Выбрать главу

Он не стеснялся приходить к старым своим знакомым и клянчить материалы, отходы, битый кирпич. Он оштукатурил с подсобным рабочим подвал, настелил линолеум и поставил лампы дневного света. Оформил каждый стенд, повесил светящееся табло, подсоединил и заставил действовать газовые макеты и аппараты. Он создавал свой техкабинет, как некогда первое жилье, все своими руками, потому что он умел делать все. Мне казалось, что отец в ту пору много передумал о жизни, он хотел честно отработать выговор, восстановить для себя самого доброе свое имя.

Тех, кто его судил, он постарался забыть так же, как те забыли о нем.

Я вспоминаю отца этой поры. Я никогда не видел его таким великодушно-большим, худым и счастливым. Он ловил знакомых, приводил в свой подвал и приказывал: «Смотри!» У него было вдохновенное лицо созидателя, и мне было странно видеть в нем такие перемены. Теперь мне казалось, что отец будто бы помолодел, стал лучше понимать мои мысли, в нем появилось сочувствие. Я думал, что отец, такой отец, не порубил бы из-за лука малину. В нем ожило давнее чувство везучести.

Беда пришла неожиданно, я не уследил, когда это произошло.

В благоустроенный техкабинет стало ходить теперь газстроевское начальство с одной целью: выпить и погулять. В кабинете заорал магнитофон, мешками скапливались бутылки, появлялись и исчезали женщины.

Отец пробовал протестовать, его не слушали. Он написал о безобразиях в трест — его уволили.

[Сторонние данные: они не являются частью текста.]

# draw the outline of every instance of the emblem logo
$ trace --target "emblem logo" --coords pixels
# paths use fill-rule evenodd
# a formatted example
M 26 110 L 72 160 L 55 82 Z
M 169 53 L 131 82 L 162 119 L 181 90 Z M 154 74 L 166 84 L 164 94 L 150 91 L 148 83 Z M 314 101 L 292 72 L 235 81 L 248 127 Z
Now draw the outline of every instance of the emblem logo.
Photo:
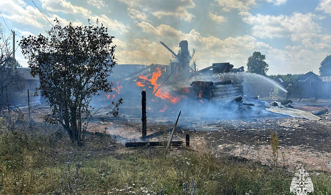
M 299 173 L 294 174 L 297 177 L 293 178 L 291 183 L 291 193 L 296 195 L 306 195 L 308 193 L 314 192 L 314 186 L 309 174 L 305 172 L 303 168 L 300 168 Z M 307 177 L 305 178 L 305 177 Z

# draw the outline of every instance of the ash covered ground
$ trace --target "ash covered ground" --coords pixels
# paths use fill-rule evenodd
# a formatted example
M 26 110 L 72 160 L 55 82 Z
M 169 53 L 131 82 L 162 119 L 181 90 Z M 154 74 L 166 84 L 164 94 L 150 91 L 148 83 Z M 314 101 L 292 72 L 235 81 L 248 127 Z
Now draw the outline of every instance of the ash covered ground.
M 327 104 L 295 102 L 295 109 L 307 111 L 323 110 Z M 34 106 L 32 117 L 41 121 L 47 107 Z M 23 109 L 23 111 L 27 111 Z M 150 114 L 147 116 L 147 139 L 164 141 L 169 137 L 178 113 Z M 273 162 L 270 146 L 270 130 L 279 137 L 279 163 L 288 168 L 305 164 L 312 169 L 331 170 L 330 130 L 331 115 L 321 116 L 320 120 L 309 120 L 277 114 L 251 118 L 221 119 L 215 116 L 206 118 L 198 114 L 183 113 L 175 131 L 174 140 L 190 138 L 189 147 L 195 150 L 208 150 L 220 156 L 236 156 L 271 165 Z M 89 130 L 106 130 L 119 143 L 141 141 L 141 115 L 121 114 L 117 118 L 105 114 L 94 117 Z M 179 148 L 180 147 L 179 147 Z M 178 149 L 174 147 L 173 149 Z M 127 148 L 130 150 L 130 148 Z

Официально он еще не числился начальником техкабинета. Его уволили как слесаря, не справляющегося со своим делом. Он писал письма в райком и обком партии, ходил на приемы, рассказывал, объяснял, горячился, доказывал…

Не доказал.

Последнее его письмо было в самую высшую инстанцию, в Центральный Комитет Коммунистической партии.

Это была не просьба. Это был крик.

Я помню, как перепечатывал это письмо и у меня болело сердце.

Я понимал, что отец пошел на последнее средство, потому что для него обращение в ЦК равносильно обращению к Богу. Ни на что уже не надеясь, ни во что не веря, он все-таки, как и я, ждал ответа на письмо: от него зависела судьба отца.

Но ничего особенного не произошло. Письмо, как и следовало ожидать, переслали по адресу критики, то есть в райком, а потом в трест, и разбираться с жалобой назначили т. Васильченко и т. Мокротова.

Отца снова выдернули в райком, там произошел жесточайший суд. Ему кричали всяческие оскорбления, над ним попросту издевались. Он вышел оттуда, не чувствуя себя, слег и пролежал много месяцев.

Вот откуда начинается его эта неизлечимая болезнь.

Наши болезни…

А я не знал, не умел ему помочь. Я только помню свое мстительное чувство по отношению к тем, чьи фамилии были в письме, к этим самым Васильченко, Мокротову, Супрунку, Митину, Тихонову, Гордюхину А. И., Епифанову, Валуевой, Архиповой, Алимову, Артемьеву…

Мне надо было запомнить их, чтобы после, когда я стану сильным, очень сильным, я смог бы прийти в их дом, разыскав их, пусть даже на пенсии (как приходил к своим врагам униженный герой Дюма), и спросить, глядя в бесцветные пуговицы глаз: «А вы не помните, случайно, Виктор Яковлевич, некоего мастера Игната Петровича? Ну, того самого, которого вы убили… И вы, Мокротов, и другие?»

Я бы медленно, нарочито спокойно, достал бы все солдатские награды отца, его медали за взятие Бухареста и Будапешта, его благодарности от товарища Сталина на фронте, потом я достал бы это письмо в ЦК и в конце концов — свидетельство о смерти.

А этот благостный старичок все крутил-винтил бы беззубой челюстью, все врал бы и выкручивался, косясь на своих внуков, как бы они не услышали о такой грязноватой деятельности их честнейшего деда. Его и ему подобных.

Они-то, если посудить, и были прототипы тех люберов, которые сегодня исповедуют право сильного. Да и у кого же было учиться, если их папочки на их глазах (и на моих, и на их тоже) творили беззаконие и самосуд над всеми, кто не хотел быть в их шайке!

Теперь-то, небось, высовываясь из своих крысиных нор на улицы, они кроют этих люберов последними словами. Они пишут в районную газету письма, жалуются: куда же смотрит люберецкая милиция!

Вот когда жизнь им аукнулась. Изобразила им в зеркале собственный — только помолодевший — портрет.

А может, он спился, этот Васильченко В. Я., и сдох под забором, и его покарала сама жизнь?